De Saigon à Thanh-Pho Ho-Chi-Minh

Le 2 juillet 1976, afin d’honorer la mémoire de l’ex-président Hô Chi-Minh, l’Assemblée Nationale décida d’attribuer son nom à l’ancienne capitale du Sud-Viêt-nam, rattaché au Nord en 1975.
Toutefois, le néologisme de Thàn-phô Hô Chi-Minh (Ho Chi- Minh-Ville) n’a pas encore été adopté universellement par les Occidentaux, ni même par les Vietnamiens qui continuent souvent à nommer Saigon leur ancienne métropole méridionale.
Un peu d’histoire et la structure de la ville
Cette gigantesque cité de 4,5 millions d’habitants est de construction récente, car, sous sa forme actuelle, elle n’a guère plus d’un siècle. Aux débuts du XVlIe s., lorsque les colons vietnamiens occupèrent la région, elle faisait encore partie du territoire cambodgien. Le site de Saigon était alors sans doute un simple embarcadère protégé par un petit fort cambodgien où marins et négociants, essentiellement chinois, effectuaient des opérations commerciales. De cette simple escale de jonques et de sampans cabotant au long des côtes, quelques entrepreneurs firent un petit carrefour commerçant, creusant des chenaux pour améliorer la circulation fluviale et aménageant des débarcadères pour le fret.
Les Seigneurs de Huê commencent leur prise en main admi¬nistrative au début du XVIIIe siècle. Au cours de sa guerre de reconquête en 1790, le prince Nguyên Anh fît appel au Français Olivier de Puymanel pour édifier une citadelle sur le site de Gia Dinh. Elaborée selon les conceptions défensives de Vauban, cette place forte comptait huit portes percées dans les fortifications, d’où son nom: Thành Bat-quai (La Citadelle aux Huit Trigrammes).
La ville cambodgienne de Prey Nokor
De l’état du site antérieurement au XVIIIe s., celui de la ville cambodgienne de Prey Nokor, on ne sait virtuellement rien.

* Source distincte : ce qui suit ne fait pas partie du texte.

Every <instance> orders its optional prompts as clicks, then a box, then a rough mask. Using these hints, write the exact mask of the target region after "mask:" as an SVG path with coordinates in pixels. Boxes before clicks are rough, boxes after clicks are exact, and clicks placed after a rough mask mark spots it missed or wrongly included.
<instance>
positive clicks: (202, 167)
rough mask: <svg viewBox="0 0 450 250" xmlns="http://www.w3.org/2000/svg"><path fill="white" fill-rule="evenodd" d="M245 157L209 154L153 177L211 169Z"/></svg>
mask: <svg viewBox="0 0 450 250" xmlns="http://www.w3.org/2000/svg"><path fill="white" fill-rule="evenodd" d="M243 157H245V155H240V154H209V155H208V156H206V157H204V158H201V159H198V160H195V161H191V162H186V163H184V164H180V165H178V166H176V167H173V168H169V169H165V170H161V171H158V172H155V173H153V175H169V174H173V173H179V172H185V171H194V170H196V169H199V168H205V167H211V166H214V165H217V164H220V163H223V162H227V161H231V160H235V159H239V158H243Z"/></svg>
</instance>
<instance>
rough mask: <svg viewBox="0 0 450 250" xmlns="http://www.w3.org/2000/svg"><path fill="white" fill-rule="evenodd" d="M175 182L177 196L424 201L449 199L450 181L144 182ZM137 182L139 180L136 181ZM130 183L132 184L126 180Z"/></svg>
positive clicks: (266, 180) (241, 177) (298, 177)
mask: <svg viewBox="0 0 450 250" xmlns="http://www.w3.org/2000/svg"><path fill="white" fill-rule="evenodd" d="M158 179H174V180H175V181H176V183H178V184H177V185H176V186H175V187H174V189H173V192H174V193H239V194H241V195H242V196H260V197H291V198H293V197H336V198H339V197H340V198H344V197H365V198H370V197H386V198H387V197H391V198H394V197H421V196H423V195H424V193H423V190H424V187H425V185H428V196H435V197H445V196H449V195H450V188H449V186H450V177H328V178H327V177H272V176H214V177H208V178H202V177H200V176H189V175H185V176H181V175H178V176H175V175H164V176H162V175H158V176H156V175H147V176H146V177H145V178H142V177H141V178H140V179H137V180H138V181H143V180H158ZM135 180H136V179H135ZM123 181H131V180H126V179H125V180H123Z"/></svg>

Il y a tout lieu de penser que le fort cambodgien devait se trouver quelque part sur le sommet de la petite butte, au croisement de l’ex-rue Chasseloup-Laubat et de la rue Blanchy, approximativement dans le quartier de la cathédrale actuelle.
Classiquement, les divers groupes ethniques qui composaient la population du lieu devaient se regrouper par quartiers spécialisés autour de la citadelle, probablement les Khmers au nord-ouest, du côté de la pagode Chantarangsey ; les Musulmans chams au nord- est, du côté des principales mosquées et au bord du fleuve où ils devaient amarrer leurs jonques et leurs maisons flottantes; les Indiens au sud-est, où l’on trouve le temple indien; les Chinois au sud-ouest, du côté de l’actuelle Cho-lon.
Le quartier cambodgien
Il faut signaler l’existence d’un quartier cambodgien, dans la partie nord de la ville (quartier n°3). Celui-ci s’articule autour de son monastère (Vat), si caractéristique, nommé Chantarangsey (pour le voir, il faut demander en vietnamien «Chùa Khmer»). Il est situé, me Nguyên Van Troi (ancienne me Eyriaud des Vergnes). Largement prolongée vers le nord-est, celle-ci conduit approximativement du quartier des jardins du bâtiment public, rebaptisé «Palais de la réunification», vers l’aérodrome de Tan Son Nhut.
Les quartiers musulmans
On remarquera, piquetées à travers la ville, d’assez nombreu¬ses mosquées, traduisant par le relais cham, la permanence de la composante «nousantarienne» : d’abord les Chams islamisés, les Malais et les descendants des Maures, comme les appelaient encore les premiers Européens.